The function calculates the neural fragility column from an adjacency matrix in each time window

Usage

calcAdjFrag(
  epoch,
  window,
  step,
  lambda = NULL,
  nSearch = 100L,
  progress = FALSE,
  parallel = FALSE
)

Value

A Fragility object

Arguments

epoch

Matrix or Epoch object. iEEG data matrix or Epoch object. If matrix, the row names are the electrode names and the column names are the time points

window

Integer. The number of time points to use in each window

step

Integer. The number of time points to move the window each time

lambda

Numeric. The lambda value for regularization to use in the ridge regression. If NULL, the lambda will be chosen automatically ensuring that ensuring that the adjacent matrix is stable (see details)

nSearch

Integer. Number of instable eigenvalues with norm=1 to search for the minimum norm perturbation. This parameter is used only when the lambda is NULL

progress

Logical. If TRUE, print progress information.

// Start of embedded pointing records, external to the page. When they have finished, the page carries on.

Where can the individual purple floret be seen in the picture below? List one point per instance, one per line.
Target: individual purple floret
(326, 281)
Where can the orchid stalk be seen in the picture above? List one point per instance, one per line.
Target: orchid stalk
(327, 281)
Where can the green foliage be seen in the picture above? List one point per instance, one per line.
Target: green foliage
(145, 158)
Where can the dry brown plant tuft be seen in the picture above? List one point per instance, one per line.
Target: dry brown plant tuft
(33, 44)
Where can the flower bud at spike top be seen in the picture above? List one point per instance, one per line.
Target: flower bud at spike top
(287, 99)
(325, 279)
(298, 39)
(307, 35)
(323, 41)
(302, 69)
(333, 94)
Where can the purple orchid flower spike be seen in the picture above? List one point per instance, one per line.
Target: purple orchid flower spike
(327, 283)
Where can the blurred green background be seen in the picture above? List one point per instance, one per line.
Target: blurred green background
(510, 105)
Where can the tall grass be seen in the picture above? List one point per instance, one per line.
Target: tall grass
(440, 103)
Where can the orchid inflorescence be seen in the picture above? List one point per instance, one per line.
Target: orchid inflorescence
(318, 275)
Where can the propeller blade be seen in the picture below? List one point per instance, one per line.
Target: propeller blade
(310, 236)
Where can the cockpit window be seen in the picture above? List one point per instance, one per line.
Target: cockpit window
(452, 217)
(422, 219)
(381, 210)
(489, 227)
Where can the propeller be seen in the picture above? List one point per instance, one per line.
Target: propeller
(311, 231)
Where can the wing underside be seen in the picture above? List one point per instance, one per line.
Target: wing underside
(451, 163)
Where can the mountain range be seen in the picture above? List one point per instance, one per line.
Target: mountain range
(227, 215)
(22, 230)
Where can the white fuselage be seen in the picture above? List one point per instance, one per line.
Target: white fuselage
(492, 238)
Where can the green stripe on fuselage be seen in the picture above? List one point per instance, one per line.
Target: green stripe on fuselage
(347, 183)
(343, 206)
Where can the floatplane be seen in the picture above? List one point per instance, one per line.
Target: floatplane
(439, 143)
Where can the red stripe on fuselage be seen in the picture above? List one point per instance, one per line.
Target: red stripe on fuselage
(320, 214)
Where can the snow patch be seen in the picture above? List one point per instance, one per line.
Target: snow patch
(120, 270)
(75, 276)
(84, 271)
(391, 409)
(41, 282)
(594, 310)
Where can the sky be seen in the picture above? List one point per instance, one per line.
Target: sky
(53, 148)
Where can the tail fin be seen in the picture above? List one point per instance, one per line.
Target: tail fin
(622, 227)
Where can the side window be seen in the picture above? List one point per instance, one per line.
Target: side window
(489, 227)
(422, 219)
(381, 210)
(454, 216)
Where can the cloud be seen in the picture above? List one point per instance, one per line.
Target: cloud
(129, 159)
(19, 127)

If parallel is TRUE, this option only support the doSNOW backend.

parallel

Logical. If TRUE, use parallel computing. Users must register a parallel backend with the foreach package

Details

1/ For each time window i, a discrete stable Linear time system (adjacency matrix) is computed named \(A_i\) such that \(A_i x(t) = x(t+1)\). The 'lambda' option is the regularization parameter for the ridge regression. lambda=NULL(default) will find a lambda value that ensures the stability of the estimated \(A_i\).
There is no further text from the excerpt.